Though they may be spending less, corporate customers have become more particular about service, and having a strong staff retention rate helps to keep service levels high, Ryan said.

“People expect fine dining service more than ever,” agreed Steve Millington, general manager of Michael’s in New York, sister restaurant to the 29-year-old original Michael’s in Santa Monica, Calif. “People are more careful where they’re going and don’t want to take risks,” Millington said. “I think that gives us a 100-percent advantage, having a known name.”

Michael’s power-dining patrons spend an average of $26 for breakfast, $50 for lunch and $75 for dinner, and those figures are unchanged, though the size of parties has tapered off with the soft economy, Millington said. “People are spending as much as they usually do,” though the size of business groups has shrunk somewhat, he explained.

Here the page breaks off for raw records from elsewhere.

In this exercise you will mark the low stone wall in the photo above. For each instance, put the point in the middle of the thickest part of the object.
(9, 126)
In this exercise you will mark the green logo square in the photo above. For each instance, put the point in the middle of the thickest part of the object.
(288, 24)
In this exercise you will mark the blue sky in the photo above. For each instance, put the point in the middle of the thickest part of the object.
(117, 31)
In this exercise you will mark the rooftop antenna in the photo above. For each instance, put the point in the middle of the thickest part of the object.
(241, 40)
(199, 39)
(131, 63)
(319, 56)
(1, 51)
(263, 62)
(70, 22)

Expense account traffic trends in locales that depend on just one or two industries can be problematic. In auto-dependent Detroit, which economists say is mired in a deep recession, an influx of nonmanufacturing industries and increased domestic sales of car parts by Asian firms keeps business-dining volumes viable, said Matt Prentice, chief executive of Matt Prentice Restaurant Group of Bingham Farms, Mich.

Affluent Asian corporate customers at Prentice’s No. VI Chop-house are especially fond of steak, lobster and good Scotch, he said.

In oil-rich Houston, the high-end Cafe Annie has not lost expense account diners because the city “is counter-cyclical,” said co-owner Lonnie Schiller. “There is so much oil and gas business here that there is a nice trickle-down effect.”